Technical Program

Paper Detail

Paper:	SPTM-L3.5
Session:	Applications to Speech and Audio
Time:	Tuesday, May 16, 17:50 - 18:10
Presentation:	Lecture
Topic:	Signal Processing Theory and Methods: Signal Restoration, Reconstruction, and Enhancement
Title:	Generalized Optimal Multi-Microphone Speech Enhancement Using Sequential Minimum Variance Distortionless Response(MVDR) Beamforming and Postfiltering
Authors:	Lae-Hoon Kim, Mark Hasegawa-Johnson, University of Illinois at Urbana-Champaign, United States; Koeng-Mo Sung, Seoul National University, Republic of Korea
Abstract:	A theoretical basis for optimal multichannel speech enhancementis presented, sufficient, flexible to be used with any assumed statistical model and optimality criterion.

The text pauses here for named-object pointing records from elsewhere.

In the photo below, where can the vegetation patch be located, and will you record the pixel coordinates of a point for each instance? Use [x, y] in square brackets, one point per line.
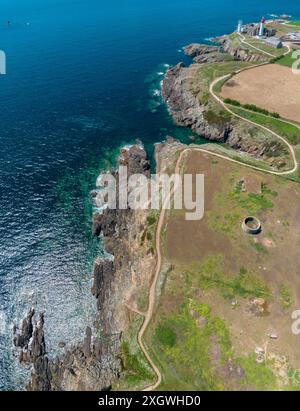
[136, 372]
[191, 356]
[257, 375]
[251, 107]
[284, 129]
[286, 299]
[210, 275]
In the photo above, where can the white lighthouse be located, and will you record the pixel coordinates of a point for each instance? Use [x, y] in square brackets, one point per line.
[262, 27]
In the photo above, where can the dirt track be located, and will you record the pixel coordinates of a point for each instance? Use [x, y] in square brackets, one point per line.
[254, 86]
[152, 292]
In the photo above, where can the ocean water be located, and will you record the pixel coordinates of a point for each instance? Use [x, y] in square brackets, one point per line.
[83, 77]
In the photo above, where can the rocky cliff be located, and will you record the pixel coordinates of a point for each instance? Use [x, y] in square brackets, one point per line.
[95, 363]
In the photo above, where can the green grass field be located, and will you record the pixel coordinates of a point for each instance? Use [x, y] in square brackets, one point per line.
[290, 132]
[287, 60]
[294, 23]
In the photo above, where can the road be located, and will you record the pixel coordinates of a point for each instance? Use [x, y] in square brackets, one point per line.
[160, 225]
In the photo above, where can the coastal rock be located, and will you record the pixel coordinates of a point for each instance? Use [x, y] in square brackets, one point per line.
[95, 364]
[181, 94]
[240, 52]
[31, 341]
[185, 107]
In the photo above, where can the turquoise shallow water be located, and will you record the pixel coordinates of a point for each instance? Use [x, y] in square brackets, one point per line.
[83, 77]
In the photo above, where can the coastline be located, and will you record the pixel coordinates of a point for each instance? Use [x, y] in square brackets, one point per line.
[120, 280]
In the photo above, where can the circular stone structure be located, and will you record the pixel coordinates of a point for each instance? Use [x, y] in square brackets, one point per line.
[252, 225]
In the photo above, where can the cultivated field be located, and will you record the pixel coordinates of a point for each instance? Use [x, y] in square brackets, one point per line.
[273, 87]
[224, 315]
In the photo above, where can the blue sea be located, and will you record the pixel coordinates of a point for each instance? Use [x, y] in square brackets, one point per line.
[83, 77]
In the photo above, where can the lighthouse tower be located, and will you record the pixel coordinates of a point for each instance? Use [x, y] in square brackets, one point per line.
[262, 27]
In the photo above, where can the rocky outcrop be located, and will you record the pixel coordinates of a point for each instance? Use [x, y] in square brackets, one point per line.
[181, 91]
[240, 52]
[95, 364]
[202, 53]
[30, 341]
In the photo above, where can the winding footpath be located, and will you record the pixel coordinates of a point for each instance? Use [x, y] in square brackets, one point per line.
[160, 225]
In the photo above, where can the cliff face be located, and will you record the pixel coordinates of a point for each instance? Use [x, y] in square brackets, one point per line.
[95, 363]
[242, 52]
[185, 107]
[187, 110]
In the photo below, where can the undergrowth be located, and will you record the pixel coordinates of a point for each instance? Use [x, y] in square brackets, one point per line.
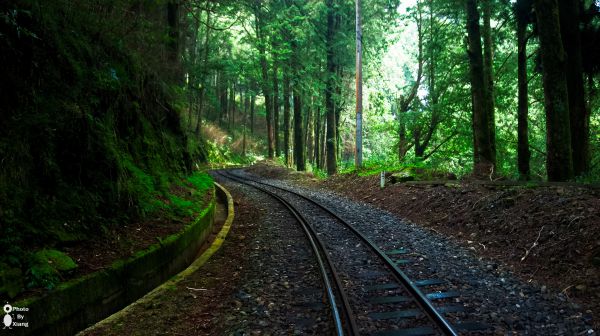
[90, 133]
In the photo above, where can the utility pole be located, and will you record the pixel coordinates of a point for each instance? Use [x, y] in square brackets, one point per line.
[358, 151]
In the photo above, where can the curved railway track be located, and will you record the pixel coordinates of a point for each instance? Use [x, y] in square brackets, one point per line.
[338, 295]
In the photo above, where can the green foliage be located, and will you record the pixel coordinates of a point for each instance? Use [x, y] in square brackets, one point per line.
[11, 280]
[90, 134]
[46, 266]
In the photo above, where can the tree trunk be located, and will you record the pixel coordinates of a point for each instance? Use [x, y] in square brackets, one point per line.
[308, 131]
[252, 104]
[488, 73]
[523, 107]
[233, 107]
[331, 136]
[246, 102]
[559, 162]
[276, 101]
[204, 71]
[578, 112]
[483, 156]
[299, 149]
[265, 79]
[286, 116]
[317, 138]
[192, 77]
[358, 150]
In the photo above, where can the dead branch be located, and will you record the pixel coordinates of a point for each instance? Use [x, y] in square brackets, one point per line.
[535, 243]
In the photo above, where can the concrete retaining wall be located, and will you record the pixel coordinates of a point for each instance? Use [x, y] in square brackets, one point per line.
[76, 304]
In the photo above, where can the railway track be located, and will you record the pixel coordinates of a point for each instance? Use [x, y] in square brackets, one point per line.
[371, 281]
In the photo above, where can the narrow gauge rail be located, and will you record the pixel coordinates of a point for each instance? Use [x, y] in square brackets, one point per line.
[442, 326]
[347, 323]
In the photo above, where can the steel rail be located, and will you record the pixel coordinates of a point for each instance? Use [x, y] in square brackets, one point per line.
[420, 298]
[318, 249]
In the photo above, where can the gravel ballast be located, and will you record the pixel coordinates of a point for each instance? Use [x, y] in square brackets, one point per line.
[495, 297]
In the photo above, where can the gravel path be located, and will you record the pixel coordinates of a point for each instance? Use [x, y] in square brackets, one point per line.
[496, 298]
[281, 293]
[263, 281]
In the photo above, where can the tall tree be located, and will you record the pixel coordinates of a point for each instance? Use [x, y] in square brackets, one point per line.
[299, 144]
[488, 73]
[331, 136]
[286, 116]
[275, 97]
[483, 150]
[261, 40]
[579, 114]
[358, 149]
[559, 161]
[404, 102]
[522, 11]
[204, 70]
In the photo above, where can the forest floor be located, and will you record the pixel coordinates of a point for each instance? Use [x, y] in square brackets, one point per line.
[548, 236]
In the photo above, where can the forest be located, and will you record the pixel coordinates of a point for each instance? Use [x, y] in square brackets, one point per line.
[470, 87]
[107, 106]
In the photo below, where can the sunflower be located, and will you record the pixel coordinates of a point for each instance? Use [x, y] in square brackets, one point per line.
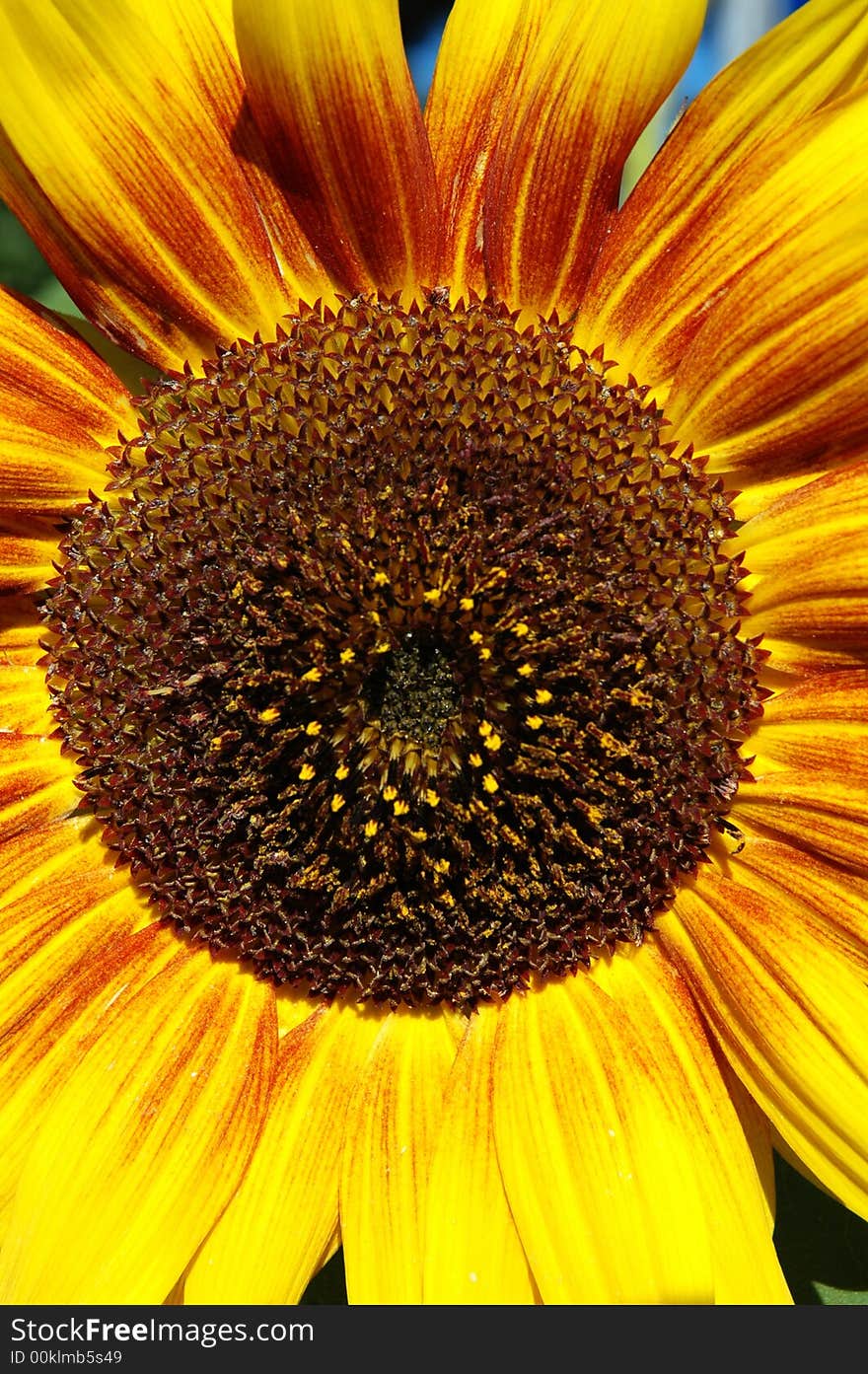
[433, 684]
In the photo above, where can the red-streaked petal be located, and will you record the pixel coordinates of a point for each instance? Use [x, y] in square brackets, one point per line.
[777, 373]
[479, 69]
[823, 812]
[735, 1195]
[788, 1013]
[392, 1124]
[147, 1139]
[144, 216]
[820, 724]
[36, 785]
[95, 966]
[832, 901]
[280, 1223]
[808, 559]
[591, 83]
[60, 407]
[329, 90]
[471, 1248]
[658, 255]
[595, 1154]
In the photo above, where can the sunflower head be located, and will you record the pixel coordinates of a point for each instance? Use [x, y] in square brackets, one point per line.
[433, 783]
[401, 657]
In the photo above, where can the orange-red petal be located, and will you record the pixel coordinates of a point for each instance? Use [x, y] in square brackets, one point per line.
[331, 94]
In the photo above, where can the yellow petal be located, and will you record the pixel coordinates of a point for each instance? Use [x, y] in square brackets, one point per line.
[594, 1153]
[777, 371]
[832, 901]
[735, 1201]
[147, 1139]
[788, 1013]
[36, 783]
[591, 83]
[820, 811]
[146, 215]
[60, 407]
[818, 724]
[668, 247]
[28, 552]
[87, 973]
[24, 701]
[471, 1248]
[279, 1227]
[44, 912]
[808, 559]
[392, 1121]
[479, 69]
[329, 90]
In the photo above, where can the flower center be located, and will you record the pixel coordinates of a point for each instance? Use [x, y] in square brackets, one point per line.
[401, 658]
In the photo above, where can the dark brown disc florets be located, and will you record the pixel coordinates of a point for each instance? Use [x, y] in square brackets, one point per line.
[401, 658]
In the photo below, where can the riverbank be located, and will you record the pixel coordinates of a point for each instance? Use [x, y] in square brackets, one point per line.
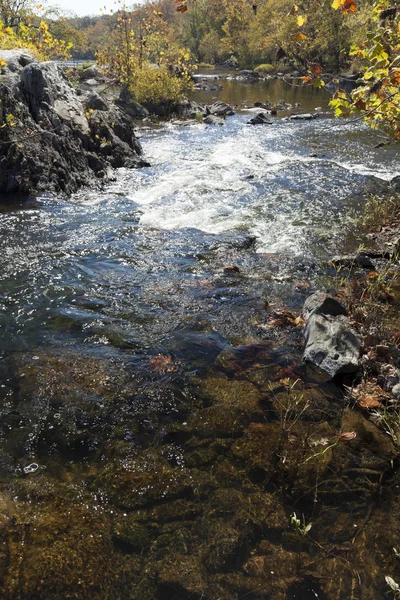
[161, 436]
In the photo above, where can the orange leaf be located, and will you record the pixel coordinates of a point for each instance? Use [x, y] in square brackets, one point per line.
[181, 7]
[347, 436]
[369, 402]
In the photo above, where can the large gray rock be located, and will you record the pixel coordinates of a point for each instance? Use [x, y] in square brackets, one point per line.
[213, 120]
[220, 109]
[260, 119]
[191, 109]
[56, 144]
[304, 117]
[324, 304]
[331, 344]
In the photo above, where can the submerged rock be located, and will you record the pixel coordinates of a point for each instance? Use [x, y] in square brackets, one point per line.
[304, 117]
[221, 109]
[58, 138]
[324, 304]
[351, 261]
[260, 119]
[213, 120]
[332, 344]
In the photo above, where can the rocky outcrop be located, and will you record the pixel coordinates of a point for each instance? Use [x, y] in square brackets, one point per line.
[260, 119]
[221, 109]
[54, 137]
[330, 341]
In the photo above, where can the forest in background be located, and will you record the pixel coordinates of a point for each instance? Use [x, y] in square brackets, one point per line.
[244, 34]
[153, 48]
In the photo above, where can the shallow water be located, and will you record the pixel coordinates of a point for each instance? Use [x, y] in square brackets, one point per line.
[142, 395]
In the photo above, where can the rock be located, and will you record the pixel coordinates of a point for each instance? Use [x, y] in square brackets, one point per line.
[260, 119]
[304, 117]
[247, 74]
[55, 145]
[395, 182]
[351, 261]
[396, 391]
[95, 102]
[331, 344]
[213, 120]
[92, 72]
[323, 303]
[220, 109]
[126, 101]
[191, 110]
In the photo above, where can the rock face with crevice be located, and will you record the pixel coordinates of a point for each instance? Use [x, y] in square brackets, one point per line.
[54, 137]
[330, 342]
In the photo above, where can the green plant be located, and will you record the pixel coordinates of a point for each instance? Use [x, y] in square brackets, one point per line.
[265, 68]
[395, 587]
[156, 84]
[301, 527]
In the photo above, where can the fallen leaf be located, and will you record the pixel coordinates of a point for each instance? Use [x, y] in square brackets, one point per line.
[347, 436]
[162, 363]
[369, 402]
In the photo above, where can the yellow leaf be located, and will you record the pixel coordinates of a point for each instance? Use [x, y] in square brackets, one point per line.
[298, 37]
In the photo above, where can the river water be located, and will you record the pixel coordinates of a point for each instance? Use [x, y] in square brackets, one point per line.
[115, 308]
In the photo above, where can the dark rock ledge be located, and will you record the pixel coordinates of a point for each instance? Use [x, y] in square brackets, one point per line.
[57, 138]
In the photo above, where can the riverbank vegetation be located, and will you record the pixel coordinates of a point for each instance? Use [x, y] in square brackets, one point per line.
[152, 48]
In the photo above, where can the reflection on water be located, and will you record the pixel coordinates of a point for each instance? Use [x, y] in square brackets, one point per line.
[156, 435]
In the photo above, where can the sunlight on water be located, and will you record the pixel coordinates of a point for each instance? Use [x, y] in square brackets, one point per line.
[256, 179]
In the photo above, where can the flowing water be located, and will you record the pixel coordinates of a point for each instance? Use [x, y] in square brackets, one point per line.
[141, 393]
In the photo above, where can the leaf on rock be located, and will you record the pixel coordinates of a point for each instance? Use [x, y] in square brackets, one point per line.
[368, 401]
[346, 436]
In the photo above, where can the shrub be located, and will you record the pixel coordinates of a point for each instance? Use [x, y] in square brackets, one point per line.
[157, 84]
[265, 68]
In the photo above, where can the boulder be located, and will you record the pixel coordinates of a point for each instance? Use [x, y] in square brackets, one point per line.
[56, 144]
[127, 102]
[396, 392]
[351, 261]
[247, 74]
[323, 303]
[94, 101]
[304, 117]
[213, 120]
[191, 109]
[260, 119]
[220, 109]
[331, 344]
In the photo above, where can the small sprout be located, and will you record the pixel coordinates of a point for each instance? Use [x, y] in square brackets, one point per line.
[393, 586]
[301, 529]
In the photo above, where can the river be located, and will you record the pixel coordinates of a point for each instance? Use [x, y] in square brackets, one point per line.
[128, 312]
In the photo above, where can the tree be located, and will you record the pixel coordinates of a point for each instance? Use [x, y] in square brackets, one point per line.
[377, 97]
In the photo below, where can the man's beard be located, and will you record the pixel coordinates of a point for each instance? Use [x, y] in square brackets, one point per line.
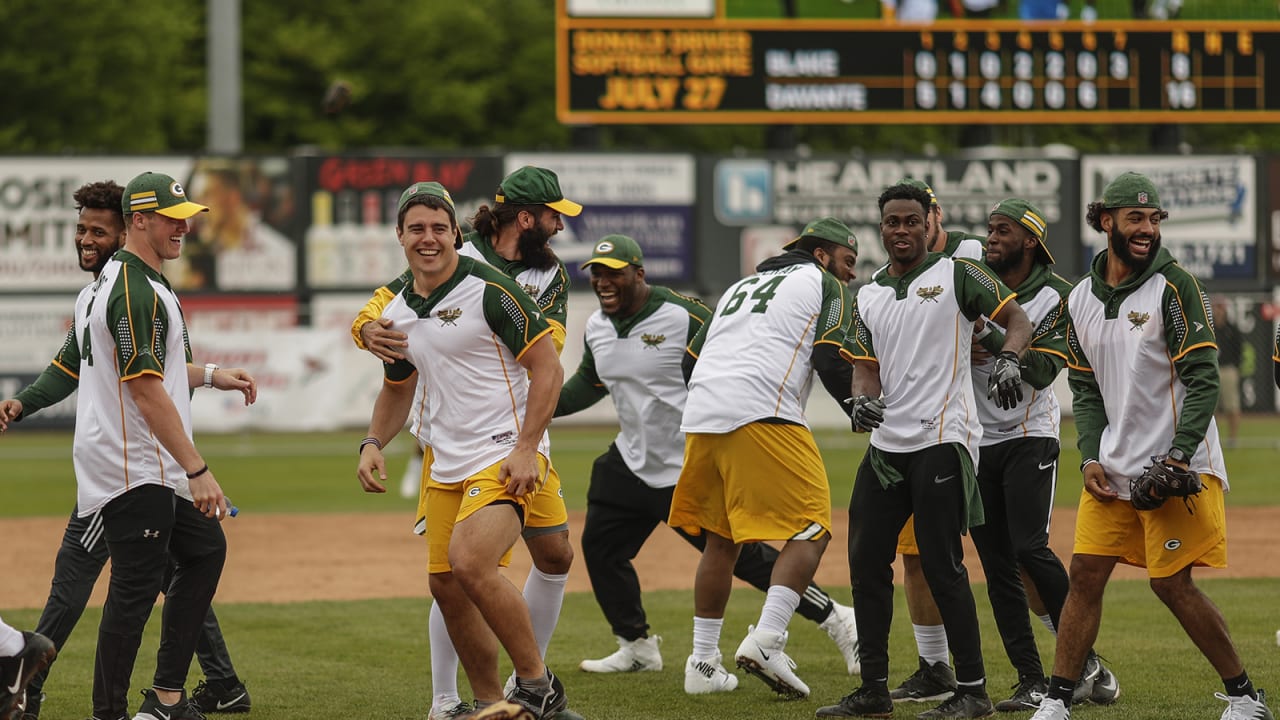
[1119, 244]
[534, 249]
[1008, 261]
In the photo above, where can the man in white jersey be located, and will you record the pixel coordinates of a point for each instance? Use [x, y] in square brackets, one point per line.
[634, 347]
[1018, 463]
[512, 236]
[22, 656]
[135, 458]
[933, 678]
[467, 324]
[752, 470]
[1142, 365]
[923, 445]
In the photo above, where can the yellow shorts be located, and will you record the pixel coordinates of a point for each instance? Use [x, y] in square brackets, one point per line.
[906, 538]
[759, 482]
[1162, 541]
[446, 504]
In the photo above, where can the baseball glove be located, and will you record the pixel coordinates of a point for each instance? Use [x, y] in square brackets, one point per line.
[1161, 481]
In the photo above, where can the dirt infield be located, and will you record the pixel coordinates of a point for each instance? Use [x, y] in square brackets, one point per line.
[278, 557]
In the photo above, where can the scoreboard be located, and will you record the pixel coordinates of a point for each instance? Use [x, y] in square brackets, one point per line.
[831, 72]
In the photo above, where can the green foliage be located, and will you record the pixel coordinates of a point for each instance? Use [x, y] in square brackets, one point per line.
[304, 660]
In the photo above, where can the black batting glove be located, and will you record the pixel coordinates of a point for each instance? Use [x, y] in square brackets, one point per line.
[865, 413]
[1005, 386]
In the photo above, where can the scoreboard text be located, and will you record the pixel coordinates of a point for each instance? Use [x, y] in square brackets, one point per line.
[958, 72]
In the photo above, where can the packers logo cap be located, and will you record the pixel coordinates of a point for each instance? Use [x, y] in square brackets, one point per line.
[616, 251]
[160, 194]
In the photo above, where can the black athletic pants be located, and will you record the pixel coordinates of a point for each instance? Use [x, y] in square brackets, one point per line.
[78, 564]
[144, 528]
[932, 490]
[1016, 479]
[621, 513]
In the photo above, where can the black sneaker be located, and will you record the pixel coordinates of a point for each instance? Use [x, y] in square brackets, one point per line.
[1089, 674]
[17, 670]
[1027, 695]
[867, 701]
[544, 703]
[1106, 688]
[220, 696]
[928, 683]
[152, 709]
[961, 705]
[32, 710]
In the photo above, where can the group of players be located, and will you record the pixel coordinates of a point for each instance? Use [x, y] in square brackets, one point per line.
[935, 358]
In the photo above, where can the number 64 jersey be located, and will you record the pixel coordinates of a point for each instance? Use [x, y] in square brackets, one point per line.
[754, 352]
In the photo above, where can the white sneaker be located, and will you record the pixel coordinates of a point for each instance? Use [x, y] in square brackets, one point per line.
[703, 677]
[632, 656]
[844, 632]
[760, 655]
[1244, 707]
[1052, 709]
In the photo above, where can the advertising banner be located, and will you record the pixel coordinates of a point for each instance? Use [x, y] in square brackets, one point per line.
[760, 203]
[648, 197]
[241, 244]
[351, 206]
[1212, 200]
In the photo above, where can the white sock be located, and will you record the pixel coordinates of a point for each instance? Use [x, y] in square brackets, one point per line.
[707, 637]
[1048, 623]
[780, 605]
[931, 641]
[444, 661]
[10, 641]
[544, 595]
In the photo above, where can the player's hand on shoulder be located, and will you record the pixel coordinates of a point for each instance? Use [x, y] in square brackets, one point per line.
[384, 342]
[237, 378]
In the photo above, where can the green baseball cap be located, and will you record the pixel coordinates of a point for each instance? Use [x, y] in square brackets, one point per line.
[535, 186]
[920, 185]
[160, 194]
[424, 188]
[616, 251]
[1031, 218]
[1130, 190]
[830, 229]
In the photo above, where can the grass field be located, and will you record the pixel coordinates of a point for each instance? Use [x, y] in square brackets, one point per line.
[336, 659]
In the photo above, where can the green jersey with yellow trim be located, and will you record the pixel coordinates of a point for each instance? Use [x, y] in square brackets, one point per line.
[1142, 364]
[754, 354]
[128, 323]
[465, 341]
[919, 327]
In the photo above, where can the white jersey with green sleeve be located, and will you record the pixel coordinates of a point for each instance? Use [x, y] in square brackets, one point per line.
[754, 359]
[128, 323]
[465, 340]
[919, 327]
[638, 361]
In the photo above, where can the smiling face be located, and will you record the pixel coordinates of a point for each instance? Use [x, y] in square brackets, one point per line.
[1133, 235]
[428, 236]
[903, 231]
[99, 233]
[621, 292]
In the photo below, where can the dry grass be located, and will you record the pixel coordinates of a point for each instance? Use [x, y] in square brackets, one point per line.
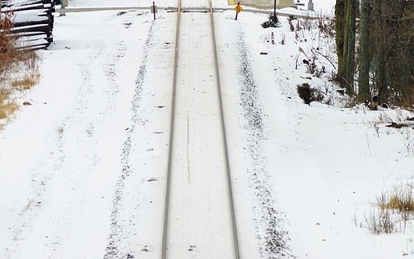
[18, 70]
[401, 200]
[27, 82]
[393, 211]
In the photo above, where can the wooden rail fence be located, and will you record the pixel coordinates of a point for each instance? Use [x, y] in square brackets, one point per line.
[32, 22]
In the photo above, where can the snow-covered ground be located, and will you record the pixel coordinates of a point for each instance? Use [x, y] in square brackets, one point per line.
[82, 167]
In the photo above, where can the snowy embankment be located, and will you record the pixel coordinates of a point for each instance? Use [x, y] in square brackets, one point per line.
[81, 169]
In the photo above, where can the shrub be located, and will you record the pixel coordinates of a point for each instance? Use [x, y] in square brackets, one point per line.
[308, 94]
[272, 22]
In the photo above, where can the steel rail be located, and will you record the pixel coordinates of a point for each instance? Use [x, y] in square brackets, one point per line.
[168, 180]
[224, 137]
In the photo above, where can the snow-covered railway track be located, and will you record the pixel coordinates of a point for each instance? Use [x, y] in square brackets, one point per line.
[199, 212]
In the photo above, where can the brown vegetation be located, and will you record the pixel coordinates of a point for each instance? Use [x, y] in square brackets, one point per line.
[18, 69]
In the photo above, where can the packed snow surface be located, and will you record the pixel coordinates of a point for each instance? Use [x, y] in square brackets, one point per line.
[82, 169]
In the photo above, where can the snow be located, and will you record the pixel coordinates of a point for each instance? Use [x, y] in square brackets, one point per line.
[82, 170]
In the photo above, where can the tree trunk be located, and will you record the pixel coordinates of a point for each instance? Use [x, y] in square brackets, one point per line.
[365, 53]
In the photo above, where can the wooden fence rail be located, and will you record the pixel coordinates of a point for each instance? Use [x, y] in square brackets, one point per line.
[32, 22]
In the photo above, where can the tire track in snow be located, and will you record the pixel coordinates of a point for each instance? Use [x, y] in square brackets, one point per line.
[274, 243]
[58, 164]
[116, 247]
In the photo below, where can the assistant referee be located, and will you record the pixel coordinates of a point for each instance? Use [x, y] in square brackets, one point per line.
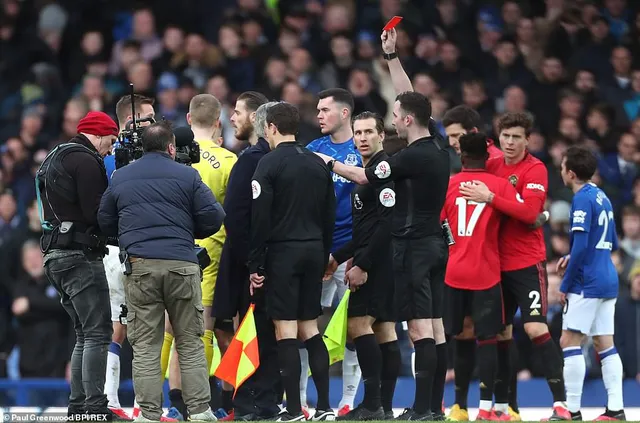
[292, 221]
[421, 175]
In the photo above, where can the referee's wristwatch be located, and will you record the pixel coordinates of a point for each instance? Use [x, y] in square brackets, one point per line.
[390, 56]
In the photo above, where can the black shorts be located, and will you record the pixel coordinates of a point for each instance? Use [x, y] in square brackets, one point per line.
[419, 266]
[485, 308]
[293, 283]
[224, 325]
[376, 297]
[526, 289]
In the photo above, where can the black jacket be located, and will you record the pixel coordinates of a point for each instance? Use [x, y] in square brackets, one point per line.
[91, 182]
[232, 287]
[157, 207]
[372, 211]
[293, 200]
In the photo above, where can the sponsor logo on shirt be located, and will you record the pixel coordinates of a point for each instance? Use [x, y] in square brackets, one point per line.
[579, 216]
[256, 189]
[357, 203]
[383, 170]
[387, 197]
[539, 187]
[351, 160]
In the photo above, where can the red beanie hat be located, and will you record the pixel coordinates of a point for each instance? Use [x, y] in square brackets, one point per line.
[97, 123]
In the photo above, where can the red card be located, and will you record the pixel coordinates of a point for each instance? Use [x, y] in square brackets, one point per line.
[392, 23]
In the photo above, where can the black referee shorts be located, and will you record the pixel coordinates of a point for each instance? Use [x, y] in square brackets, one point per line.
[293, 282]
[526, 289]
[485, 307]
[376, 298]
[419, 266]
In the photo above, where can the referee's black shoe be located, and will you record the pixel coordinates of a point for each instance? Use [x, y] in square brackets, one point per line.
[360, 413]
[284, 416]
[410, 414]
[323, 415]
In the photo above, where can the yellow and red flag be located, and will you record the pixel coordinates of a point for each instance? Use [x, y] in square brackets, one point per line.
[242, 358]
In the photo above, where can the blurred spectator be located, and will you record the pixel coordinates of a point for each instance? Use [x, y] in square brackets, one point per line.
[628, 326]
[45, 332]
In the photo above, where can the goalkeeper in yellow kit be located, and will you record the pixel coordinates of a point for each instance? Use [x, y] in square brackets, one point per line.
[214, 167]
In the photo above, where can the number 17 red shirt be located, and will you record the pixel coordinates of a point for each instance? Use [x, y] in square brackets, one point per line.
[474, 260]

Any Bayesian optimal one-channel estimator for speech enhancement can be generalized to the multichannel case as a sequentially constructed minimum variance distortionless response (MVDR) beamformer followed by an optimal one-channel postfilter. We present experimental results using the minimum mean-square error log-spectral amplitude (MMSE-logSA) optimality criterion, applied to a statistical model with simplified channel but realistic inter-microphone noise coherence. Word error rate in the audio-visual speech in a car (AVICAR) corpus (moving car, windows open) is reduced from 18% to 9%.